First off, it should be stated that financial experts are in agreement that couples need to be 100 percent honest with each other about their finances. That includes disclosing information about your income and how much money you have, plus coming clean about any debt you’ve accumulated (whether it be student, credit-card, or a car loan). In a perfect world, you would’ve already shared these details before you said, “I do,” but if you didn’t, do so now. (Keeping financial secrets or lying about anything money-related means that you’re committing financial infidelity—a behavior that almost a third of people admit to doing, according to a survey conducted by the National Endowment for Financial Education.)

STEP TWO

Now that you both have a full understanding of your assets and your debt, it’s time to figure out what types of accounts you’re going to have—joint everything or some joint, some individual. There’s no right or wrong answer to this situation, so discuss it with your partner and figure out what works best for the two of you.

STEP THREE

If you want to have only joint accounts—checking, savings, investments, credit cards—everything is pretty easy. You can choose to open new accounts and list both parties as co-owners or you can stick with your existing accounts and add the other person to them.
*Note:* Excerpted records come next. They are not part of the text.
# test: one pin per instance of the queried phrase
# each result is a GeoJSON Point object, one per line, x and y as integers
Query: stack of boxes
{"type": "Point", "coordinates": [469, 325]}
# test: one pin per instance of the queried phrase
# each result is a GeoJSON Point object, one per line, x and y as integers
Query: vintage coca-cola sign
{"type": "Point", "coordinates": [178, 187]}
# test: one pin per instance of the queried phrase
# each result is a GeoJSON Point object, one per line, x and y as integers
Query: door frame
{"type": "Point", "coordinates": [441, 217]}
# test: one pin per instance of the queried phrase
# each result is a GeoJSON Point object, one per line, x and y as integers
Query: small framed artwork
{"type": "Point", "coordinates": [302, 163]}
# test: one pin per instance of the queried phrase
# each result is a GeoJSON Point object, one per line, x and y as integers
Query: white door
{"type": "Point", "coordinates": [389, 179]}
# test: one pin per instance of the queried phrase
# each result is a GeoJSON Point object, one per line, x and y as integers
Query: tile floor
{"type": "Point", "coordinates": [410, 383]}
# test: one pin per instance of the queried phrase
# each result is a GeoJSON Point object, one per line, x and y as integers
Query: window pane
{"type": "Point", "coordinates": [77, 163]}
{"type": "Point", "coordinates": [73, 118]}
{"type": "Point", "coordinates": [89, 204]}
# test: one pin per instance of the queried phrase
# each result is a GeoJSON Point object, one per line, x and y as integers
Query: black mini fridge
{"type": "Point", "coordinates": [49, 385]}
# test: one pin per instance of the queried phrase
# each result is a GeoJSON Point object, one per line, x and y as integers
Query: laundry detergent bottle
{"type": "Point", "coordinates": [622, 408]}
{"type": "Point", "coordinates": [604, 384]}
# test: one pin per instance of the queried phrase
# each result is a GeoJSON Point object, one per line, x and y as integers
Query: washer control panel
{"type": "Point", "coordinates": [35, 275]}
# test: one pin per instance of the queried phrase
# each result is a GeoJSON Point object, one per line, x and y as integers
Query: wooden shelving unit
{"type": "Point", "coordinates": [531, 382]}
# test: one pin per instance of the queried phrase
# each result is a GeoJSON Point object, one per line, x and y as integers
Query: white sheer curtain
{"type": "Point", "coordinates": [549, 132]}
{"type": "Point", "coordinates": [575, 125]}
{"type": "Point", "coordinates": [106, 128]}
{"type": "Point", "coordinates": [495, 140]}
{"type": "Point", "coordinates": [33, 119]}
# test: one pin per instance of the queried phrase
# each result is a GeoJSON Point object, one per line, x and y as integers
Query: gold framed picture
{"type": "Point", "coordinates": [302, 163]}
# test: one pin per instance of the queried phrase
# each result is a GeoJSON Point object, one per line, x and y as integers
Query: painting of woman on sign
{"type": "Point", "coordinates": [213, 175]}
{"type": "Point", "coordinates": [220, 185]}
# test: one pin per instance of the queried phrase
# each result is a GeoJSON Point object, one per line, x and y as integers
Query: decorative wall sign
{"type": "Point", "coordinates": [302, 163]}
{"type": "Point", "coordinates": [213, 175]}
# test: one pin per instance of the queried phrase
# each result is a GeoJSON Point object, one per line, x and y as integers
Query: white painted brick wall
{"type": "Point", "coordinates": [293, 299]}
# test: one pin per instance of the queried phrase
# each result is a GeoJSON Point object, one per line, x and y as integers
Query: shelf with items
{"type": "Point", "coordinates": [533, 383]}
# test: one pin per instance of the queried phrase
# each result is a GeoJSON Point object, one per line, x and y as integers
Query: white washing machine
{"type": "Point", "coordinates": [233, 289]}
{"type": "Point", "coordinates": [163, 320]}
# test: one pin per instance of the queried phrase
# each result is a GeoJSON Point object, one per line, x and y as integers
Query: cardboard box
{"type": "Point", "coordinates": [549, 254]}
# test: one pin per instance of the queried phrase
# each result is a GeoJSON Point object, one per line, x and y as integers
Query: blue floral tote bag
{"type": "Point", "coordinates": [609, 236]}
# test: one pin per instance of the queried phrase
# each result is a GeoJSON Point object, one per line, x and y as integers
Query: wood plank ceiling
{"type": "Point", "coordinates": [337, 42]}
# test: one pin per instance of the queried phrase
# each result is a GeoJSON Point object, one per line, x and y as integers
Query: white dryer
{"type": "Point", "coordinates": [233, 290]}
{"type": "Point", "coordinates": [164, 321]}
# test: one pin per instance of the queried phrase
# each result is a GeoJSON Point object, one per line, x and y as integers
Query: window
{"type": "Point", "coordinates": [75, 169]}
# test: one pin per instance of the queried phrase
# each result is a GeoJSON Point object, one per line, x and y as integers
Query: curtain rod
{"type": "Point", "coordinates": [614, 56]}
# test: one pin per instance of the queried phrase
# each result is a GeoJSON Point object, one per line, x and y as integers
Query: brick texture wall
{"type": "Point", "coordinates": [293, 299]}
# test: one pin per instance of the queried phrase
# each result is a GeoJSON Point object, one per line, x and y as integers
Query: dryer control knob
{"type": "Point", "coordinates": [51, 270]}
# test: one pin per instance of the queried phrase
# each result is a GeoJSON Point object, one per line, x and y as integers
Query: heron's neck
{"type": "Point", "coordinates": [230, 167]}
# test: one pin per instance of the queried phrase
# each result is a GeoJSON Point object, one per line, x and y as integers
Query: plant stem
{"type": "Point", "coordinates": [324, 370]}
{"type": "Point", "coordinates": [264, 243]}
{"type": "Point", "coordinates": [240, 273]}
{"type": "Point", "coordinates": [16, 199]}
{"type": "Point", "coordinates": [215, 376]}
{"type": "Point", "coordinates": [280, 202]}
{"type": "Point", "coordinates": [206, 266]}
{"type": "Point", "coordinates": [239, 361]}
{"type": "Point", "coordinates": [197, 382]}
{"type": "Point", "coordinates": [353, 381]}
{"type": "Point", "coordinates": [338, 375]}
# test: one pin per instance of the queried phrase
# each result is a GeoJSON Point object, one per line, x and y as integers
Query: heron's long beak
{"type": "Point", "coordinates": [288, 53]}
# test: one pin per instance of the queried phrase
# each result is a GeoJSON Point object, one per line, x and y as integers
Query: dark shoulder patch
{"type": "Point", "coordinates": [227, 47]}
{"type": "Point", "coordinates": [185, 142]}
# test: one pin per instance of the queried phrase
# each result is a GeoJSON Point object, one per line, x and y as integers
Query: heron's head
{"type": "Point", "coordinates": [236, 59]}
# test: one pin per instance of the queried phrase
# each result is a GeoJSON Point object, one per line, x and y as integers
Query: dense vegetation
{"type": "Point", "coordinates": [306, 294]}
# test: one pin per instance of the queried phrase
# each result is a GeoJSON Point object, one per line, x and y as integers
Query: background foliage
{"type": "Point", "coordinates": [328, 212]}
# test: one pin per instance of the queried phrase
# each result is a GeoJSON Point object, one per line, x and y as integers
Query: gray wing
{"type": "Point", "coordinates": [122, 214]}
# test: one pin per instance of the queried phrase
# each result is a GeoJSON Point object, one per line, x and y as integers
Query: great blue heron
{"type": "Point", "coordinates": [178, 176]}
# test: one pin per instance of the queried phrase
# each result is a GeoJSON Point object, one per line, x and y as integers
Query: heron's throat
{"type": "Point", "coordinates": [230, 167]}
Either way, it’s important to understand that when you’re the owner of an account, you’re responsible for any activity on it. Say, you have several joint credit cards and your spouse maxes out each one of them. Not only are you on the hook for paying off the debt, but your credit score will be negatively affected, too. (Credit bureaus do not like it when consumers use all of their available credit.)

On the other hand, if you and your loved one decide to have a mix of both joint and individual accounts, you first need to talk through how many accounts you’re going to have. (Are you going to have joint checking accounts and individual savings accounts? Joint and individual checking and savings? Joint checking but individual credit cards?) Once you’ve figured that out, you need to also determine how you’re going to pay for household expenses such as rent or mortgage, groceries, utilities, and transportation. Is one of you going to make the house payment, for example, and the other person will cover all the other bills? Or are you going to pay your household bills out of the “ours” account and then pay for any splurges out of your own savings account?

Once you make these money decisions together, you and your spouse should be on the road toward achieving both wedded—and financial—bliss.